Untrusted code sandboxing and IoSandbox serialization

[void4]

I'm looking for a language with the following two properties:

• untrusted code can be sandboxed and executed within the same process, while restricting both runtime and access to resources (stack frame, network, filesystem)
• the sandbox can be suspended and serialized, stored in memory and sent over the network, then resumed again

As far as I understand this is not yet possible with iolanguage, but would this be feasible to implement?

[stevedekorte]

You can do to the former but not the later with Io. That's a feature I'd definitely like in a future version.

[stevedekorte]

Btw, I'd be interested to know what solution you find. The only persist-able state languages I know of are LISP and Smalltalk (and of course there are significant limits on what can be persisted).

[acook]

This is a set of features I'm also interested in.

I'm working on a high level VM which is intended to do exactly the above. Most of the internals are directly exposed and can be operated on programmatically and the program stacks (it's a sort of half-cactus-stack currently) can be serialized or manipulated like any other data structure. I haven't developed the network stack yet, or make any claims of stability (the tests pass though). I've currently implemented this on top of Go and I'm to move it to Rust or LLVM-IM directly.

It should be possible to implement a DSL on top of Io to do something similar, but it would likely end up being a sort of sexp or AST evaluator. This isn't a bad thing but might be awkward to use and I'm not sure what the performance characteristics would be, so language-native support would be a huge win for Io IMHO.

[void4]

@acook

I've had a look at https://github.com/acook/blacklight - is this what you refer to?

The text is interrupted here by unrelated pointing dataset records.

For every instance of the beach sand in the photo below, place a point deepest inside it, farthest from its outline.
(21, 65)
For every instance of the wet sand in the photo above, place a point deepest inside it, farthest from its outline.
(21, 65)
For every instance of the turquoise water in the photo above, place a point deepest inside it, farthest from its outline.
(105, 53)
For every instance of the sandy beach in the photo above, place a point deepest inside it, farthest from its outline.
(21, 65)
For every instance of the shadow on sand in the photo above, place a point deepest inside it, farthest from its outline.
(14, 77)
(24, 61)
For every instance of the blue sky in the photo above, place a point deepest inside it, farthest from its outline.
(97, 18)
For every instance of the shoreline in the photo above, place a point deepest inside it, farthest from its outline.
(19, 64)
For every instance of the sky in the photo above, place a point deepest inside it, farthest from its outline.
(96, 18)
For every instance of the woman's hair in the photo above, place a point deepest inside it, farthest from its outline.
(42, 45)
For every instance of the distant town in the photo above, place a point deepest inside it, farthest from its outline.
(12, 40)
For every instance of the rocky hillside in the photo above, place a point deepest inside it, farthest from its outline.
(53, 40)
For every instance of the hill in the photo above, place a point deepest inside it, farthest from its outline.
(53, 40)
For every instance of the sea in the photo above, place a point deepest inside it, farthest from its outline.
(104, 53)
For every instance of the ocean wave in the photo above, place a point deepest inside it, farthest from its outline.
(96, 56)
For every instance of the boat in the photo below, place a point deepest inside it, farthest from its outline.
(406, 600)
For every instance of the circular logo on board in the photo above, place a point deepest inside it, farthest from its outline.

The construct that started my search was Stackless Pythons' tasklets:
http://stackless.readthedocs.io/en/2.7-slp/library/stackless/pickling.html
Unfortunately, there isn't a way to sandbox tasklets securely, without using another process.

More here: void4/notes#5

I love the idea of tasklets jumping around in networks, so these three language properties are of special interest to me:

• IO interface specs
• memory management
• instruction metering

[acook]

@void4 Yes, that repo is my POC for the VM. It's intended as a target for higher level languages.

Sandboxing and "pickling" is a small part of the larger system I am working on, but essential for decentralized computing at scale. I started working on a very primitive version of this decentralized computing idea around 2009 or so, in late 2015 I started the blacklight POC and in 2016 after the company where I was director of engineering was purchased I took a year off work to focus on research. This larger concept (of which blacklight is just one aspect) has been a long-time passion project for me.

Looking at your notes, it seems you and I have a lot of similar goals. I don't want to distract from Io, but if you would like we can continue the conversation elsewhere, my email is on GitHub and there's a Gitter channel on the blacklight repo.